Epidemia koronawirusa sprawiła, że kluby hokejowe mają spore kłopoty z dopięciem budżetów. Z problemami borykają się gminy i sponsorzy, którzy wspierają rodzimy hokej.

- Jestem w stałym kontakcie z klubami, epidemia spowodowała, że szuka się oszczędności i tego, w jaki sposób przetrwać w czasach kryzysu. My, jako związek mamy ograniczone możliwości pomocy klubom, bo sami zmagamy się z długiem, który przejęliśmy po poprzednikach – przyznaje Mirosław Minkina, prezes PZHL.

- Rozmawiamy wspólnie na temat różnych rozwiązań, które pomogą w tych trudnych czasach. Wierzę, że wszyscy wspólnie uporamy się z problemami – zaznacza szef związku.

W zakończonym przedwcześnie sezonie mistrzem Polski został GKS Tychy, wicemistrzem Re-Plast Unia Oświęcim, a trzecie miejsca przyznano ex aequo JKH GKS Jastrzębie oraz GKS Katowice.

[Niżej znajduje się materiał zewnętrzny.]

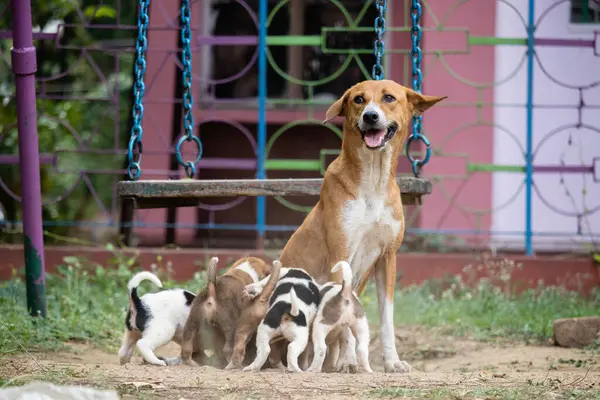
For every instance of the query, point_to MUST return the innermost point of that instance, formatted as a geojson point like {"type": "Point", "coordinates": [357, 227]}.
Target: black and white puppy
{"type": "Point", "coordinates": [292, 308]}
{"type": "Point", "coordinates": [154, 319]}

- Jeśli sytuacja się unormuje, chcielibyśmy zorganizować jesienią hokejową galę, na tydzień, dwa przed rozpoczęciem nowego sezonu i wtedy moglibyśmy najlepszym wręczyć puchary, medale. Podczas tej gali uhonorowalibyśmy także zasłużonych hokeistów, którzy niedawno zakończyli karierę, między innymi Damiana Słabonia – podkreśla prezes PZHL. Nowy sezon ma ruszyć we wrześniu.